Nous ne sommes pas chrétiens pour nous-mêmes. Nous vivons au sein d’un corps, nous dépendons les uns des autres, nous avons besoin les uns des autres.

Etre l’incarnation de Christ sur terre est le privilège ultime d’un être humain, mais c’est aussi la responsabilité exigeante de servir.

De servir Dieu, seul et ensemble, et d’être au service les uns des autres.

Dans ce combat, nous sommes tous contre le même ennemi et pour le même Dieu. Nous sommes tour à tour celui qui est en danger et qui a besoin de l’aide de ses frères et sœurs, et celui qui vient soutenir et combattre aux côtés du plus faible.
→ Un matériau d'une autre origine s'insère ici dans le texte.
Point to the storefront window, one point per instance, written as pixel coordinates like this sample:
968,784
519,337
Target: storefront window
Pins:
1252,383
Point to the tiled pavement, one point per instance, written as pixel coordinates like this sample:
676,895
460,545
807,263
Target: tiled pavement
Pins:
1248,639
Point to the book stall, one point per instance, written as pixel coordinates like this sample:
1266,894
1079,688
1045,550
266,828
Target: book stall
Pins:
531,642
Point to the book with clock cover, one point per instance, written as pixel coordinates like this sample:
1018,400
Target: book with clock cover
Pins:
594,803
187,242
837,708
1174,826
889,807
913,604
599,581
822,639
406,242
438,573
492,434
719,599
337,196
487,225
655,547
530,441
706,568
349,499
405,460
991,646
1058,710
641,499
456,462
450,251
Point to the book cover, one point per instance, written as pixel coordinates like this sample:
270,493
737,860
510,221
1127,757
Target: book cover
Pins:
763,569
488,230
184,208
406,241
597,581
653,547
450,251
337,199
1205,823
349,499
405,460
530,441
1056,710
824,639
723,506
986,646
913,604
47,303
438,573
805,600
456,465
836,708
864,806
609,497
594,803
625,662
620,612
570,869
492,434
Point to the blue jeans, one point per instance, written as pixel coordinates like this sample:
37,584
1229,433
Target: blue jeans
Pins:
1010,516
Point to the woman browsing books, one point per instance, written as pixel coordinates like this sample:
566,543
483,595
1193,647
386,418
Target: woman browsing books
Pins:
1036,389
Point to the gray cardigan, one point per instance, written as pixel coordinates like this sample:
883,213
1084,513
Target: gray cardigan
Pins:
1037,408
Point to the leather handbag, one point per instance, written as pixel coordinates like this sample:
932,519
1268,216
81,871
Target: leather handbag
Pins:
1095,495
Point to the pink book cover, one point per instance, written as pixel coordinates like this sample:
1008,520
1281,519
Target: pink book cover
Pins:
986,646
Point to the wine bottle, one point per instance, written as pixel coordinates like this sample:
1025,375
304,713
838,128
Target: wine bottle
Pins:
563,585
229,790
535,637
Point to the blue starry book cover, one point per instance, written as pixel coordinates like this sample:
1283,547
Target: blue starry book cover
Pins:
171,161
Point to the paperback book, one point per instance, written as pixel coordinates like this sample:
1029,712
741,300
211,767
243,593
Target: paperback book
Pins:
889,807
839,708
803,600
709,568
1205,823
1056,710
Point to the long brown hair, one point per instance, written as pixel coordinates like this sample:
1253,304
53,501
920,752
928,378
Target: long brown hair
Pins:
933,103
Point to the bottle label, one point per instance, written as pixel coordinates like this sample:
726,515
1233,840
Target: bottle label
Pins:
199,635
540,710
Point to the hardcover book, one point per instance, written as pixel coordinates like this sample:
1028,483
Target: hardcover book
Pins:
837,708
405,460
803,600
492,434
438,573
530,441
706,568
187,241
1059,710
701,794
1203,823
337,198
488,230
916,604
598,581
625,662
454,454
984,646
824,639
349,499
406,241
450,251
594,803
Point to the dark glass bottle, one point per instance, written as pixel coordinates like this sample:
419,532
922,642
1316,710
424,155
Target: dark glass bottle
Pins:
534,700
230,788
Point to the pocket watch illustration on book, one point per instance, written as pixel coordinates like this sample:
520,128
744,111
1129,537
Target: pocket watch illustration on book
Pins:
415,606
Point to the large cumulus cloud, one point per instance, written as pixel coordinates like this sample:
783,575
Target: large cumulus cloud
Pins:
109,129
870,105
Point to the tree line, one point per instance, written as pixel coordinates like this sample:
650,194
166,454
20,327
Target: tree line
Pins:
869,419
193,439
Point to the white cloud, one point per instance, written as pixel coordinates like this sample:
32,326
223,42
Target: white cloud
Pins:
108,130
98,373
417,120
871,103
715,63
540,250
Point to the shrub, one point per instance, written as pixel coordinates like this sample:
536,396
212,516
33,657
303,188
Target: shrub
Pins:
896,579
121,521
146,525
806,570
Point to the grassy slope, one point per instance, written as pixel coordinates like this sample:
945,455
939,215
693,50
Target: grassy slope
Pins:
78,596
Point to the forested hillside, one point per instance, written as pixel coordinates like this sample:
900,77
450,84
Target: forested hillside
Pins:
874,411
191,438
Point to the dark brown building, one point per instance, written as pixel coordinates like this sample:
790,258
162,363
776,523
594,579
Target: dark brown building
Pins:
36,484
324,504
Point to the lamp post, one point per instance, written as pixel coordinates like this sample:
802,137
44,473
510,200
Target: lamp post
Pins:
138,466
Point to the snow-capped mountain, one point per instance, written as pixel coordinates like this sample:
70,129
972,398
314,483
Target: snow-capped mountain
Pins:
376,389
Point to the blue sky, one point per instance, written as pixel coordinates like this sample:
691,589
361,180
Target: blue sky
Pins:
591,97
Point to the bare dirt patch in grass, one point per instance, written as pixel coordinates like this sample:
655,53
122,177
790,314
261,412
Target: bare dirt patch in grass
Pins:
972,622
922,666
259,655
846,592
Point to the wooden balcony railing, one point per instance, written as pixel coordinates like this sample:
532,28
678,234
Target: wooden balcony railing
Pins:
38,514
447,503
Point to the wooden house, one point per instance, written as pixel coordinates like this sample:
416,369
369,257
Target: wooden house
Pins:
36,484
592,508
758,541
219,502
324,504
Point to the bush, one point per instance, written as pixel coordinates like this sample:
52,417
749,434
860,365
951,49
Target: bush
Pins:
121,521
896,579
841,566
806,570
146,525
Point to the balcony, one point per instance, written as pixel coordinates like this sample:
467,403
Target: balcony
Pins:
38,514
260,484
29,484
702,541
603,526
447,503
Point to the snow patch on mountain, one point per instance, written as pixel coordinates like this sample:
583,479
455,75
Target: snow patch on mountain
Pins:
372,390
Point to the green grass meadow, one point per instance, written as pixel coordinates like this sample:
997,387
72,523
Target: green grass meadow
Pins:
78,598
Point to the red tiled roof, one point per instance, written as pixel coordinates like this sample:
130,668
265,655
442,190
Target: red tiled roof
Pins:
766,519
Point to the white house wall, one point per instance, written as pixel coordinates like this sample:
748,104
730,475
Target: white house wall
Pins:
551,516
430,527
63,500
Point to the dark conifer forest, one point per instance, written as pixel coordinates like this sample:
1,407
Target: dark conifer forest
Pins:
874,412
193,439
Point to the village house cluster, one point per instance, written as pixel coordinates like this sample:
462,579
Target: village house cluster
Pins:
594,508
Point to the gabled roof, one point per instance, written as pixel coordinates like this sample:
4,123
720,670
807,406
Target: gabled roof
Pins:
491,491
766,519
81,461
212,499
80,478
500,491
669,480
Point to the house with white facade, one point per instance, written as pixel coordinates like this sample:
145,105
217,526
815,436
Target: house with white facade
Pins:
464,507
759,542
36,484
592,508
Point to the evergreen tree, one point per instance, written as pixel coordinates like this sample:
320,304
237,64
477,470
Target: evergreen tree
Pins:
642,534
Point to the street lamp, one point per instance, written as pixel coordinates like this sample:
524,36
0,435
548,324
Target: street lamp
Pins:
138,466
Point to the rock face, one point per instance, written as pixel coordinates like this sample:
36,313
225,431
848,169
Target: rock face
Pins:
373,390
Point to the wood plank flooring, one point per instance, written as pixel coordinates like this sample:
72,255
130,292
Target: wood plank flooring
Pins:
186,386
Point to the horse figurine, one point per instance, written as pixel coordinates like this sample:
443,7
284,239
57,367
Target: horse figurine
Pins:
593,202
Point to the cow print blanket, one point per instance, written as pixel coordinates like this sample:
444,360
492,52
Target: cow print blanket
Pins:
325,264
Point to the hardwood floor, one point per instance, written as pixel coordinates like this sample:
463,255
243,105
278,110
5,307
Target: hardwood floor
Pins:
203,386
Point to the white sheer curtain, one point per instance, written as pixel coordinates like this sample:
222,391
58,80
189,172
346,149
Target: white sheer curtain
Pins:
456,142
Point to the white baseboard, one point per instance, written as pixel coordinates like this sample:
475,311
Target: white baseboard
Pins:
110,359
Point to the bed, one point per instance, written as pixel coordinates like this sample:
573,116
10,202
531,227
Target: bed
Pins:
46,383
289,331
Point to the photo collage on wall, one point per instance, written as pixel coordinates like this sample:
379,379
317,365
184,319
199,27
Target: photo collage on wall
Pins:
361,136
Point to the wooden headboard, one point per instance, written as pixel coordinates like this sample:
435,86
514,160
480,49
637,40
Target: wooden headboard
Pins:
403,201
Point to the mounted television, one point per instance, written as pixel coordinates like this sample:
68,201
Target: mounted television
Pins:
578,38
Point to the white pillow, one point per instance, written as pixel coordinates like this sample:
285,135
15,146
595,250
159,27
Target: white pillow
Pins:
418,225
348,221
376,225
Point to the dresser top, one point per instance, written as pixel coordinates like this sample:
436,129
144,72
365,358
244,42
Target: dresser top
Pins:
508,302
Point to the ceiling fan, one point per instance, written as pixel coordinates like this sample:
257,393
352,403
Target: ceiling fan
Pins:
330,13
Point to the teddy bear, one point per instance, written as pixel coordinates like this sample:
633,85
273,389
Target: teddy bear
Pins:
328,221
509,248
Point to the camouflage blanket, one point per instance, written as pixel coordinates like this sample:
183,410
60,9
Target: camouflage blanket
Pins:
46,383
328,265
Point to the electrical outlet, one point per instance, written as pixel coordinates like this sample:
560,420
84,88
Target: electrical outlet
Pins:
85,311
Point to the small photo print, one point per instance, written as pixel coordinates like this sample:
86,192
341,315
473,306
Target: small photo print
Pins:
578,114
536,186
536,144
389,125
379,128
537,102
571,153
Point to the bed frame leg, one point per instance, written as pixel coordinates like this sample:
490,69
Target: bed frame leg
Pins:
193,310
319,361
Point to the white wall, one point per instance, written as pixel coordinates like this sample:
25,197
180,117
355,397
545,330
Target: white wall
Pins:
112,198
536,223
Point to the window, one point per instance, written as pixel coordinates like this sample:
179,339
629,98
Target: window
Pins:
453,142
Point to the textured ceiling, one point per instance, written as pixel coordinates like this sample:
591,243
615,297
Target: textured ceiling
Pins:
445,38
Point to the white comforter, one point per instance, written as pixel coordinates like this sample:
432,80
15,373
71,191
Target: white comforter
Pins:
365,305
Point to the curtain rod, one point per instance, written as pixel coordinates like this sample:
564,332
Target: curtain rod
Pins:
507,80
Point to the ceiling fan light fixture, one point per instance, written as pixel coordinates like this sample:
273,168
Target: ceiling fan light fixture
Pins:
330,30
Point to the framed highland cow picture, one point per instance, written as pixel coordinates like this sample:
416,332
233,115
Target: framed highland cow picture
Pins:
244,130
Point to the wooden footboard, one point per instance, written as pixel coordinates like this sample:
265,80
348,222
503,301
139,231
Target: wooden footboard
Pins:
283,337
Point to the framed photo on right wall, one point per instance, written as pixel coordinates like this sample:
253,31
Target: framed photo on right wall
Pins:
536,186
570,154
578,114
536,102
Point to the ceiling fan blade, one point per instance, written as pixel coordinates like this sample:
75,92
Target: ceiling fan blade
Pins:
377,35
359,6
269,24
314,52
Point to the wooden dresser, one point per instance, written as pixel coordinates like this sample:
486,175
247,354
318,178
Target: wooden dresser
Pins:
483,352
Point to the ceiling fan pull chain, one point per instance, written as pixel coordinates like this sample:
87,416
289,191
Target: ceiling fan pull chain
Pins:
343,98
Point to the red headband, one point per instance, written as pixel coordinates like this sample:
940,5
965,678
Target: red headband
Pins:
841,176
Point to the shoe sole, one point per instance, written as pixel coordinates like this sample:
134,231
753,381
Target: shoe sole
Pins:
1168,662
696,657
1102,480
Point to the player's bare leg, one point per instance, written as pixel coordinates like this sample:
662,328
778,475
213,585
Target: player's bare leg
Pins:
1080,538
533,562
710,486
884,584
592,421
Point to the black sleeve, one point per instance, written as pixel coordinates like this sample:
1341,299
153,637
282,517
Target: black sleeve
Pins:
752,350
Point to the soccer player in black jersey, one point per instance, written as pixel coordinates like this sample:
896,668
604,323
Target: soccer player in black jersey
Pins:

Porter le fardeau les uns des autres : c’est l’appel à l’amour et à la fraternité que Dieu nous fait, à l’exemple de son Fils, contre toutes les logiques individualistes du monde et les logiques naturelles de survie.

C’est donc paradoxalement dans une dépendance à Dieu et dans une interdépendance les uns aux autres, que se joue notre liberté. Nous sommes des êtres relationnels. Il est impossible à l’homme d’atteindre le bonheur sans Dieu et sans les autres membres du corps dont il fait seulement partie. Autrement dit par l’écrivain Elie Wiesel : « Un être humain est libre, non quand l’autre ne l’est pas, mais quand l’autre l’est aussi. »

La question est simple finalement : veux-tu vivre ? Et veux-tu que ton frère aussi vive ? Es-tu prêt à recevoir Jésus dans ta vie ? Car le recevoir, c’est recevoir la vie même ! « J'ai mis devant toi la vie et la mort, la bénédiction et la malédiction. Choisis la vie, afin que tu vives. » (Dt 30, 19)

Si tu n’es pas encore au bénéfice de cette libération, peut-être peux-tu accueillir ce soir le Christ en toi, et lui donner ta vie ? Peut-être le vis-tu déjà, mais des territoires en toi sont encore en esclavage ? Et si tu vis déjà ce chemin de libération aujourd’hui avec Jésus, le vis-tu pour toi seul, ou es-tu disponible pour libérer ceux qui sont encore prisonniers dans des règnes de mort, comme toi autrefois ?

Que le Dieu de vie nous donne le courage de choisir la vie encore et toujours. Que nous avancions ensemble dans ce chemin de libération qui nous est offert. Bannissons l'isolement, la crainte, les mensonges qui nous retiennent dans le combat. Découvrons cette liberté qui n’est possible qu’en se rendant esclave du Christ. Accueillons simplement le cadeau de vie qu’est le Seigneur. Qu’il fasse de nous des serviteurs les uns pour les autres, mis en mouvement par son Esprit Saint. Ayons une foi incarnée, vivante et manifestée dans l'action. Qu'ensemble, par l’Esprit de Dieu, nous détruisions toutes les prises que l'ennemi peut avoir sur nous. Alors, le Corps tout entier vivra dans le salut.

Amen.

(Prédication du 28 avril 2013)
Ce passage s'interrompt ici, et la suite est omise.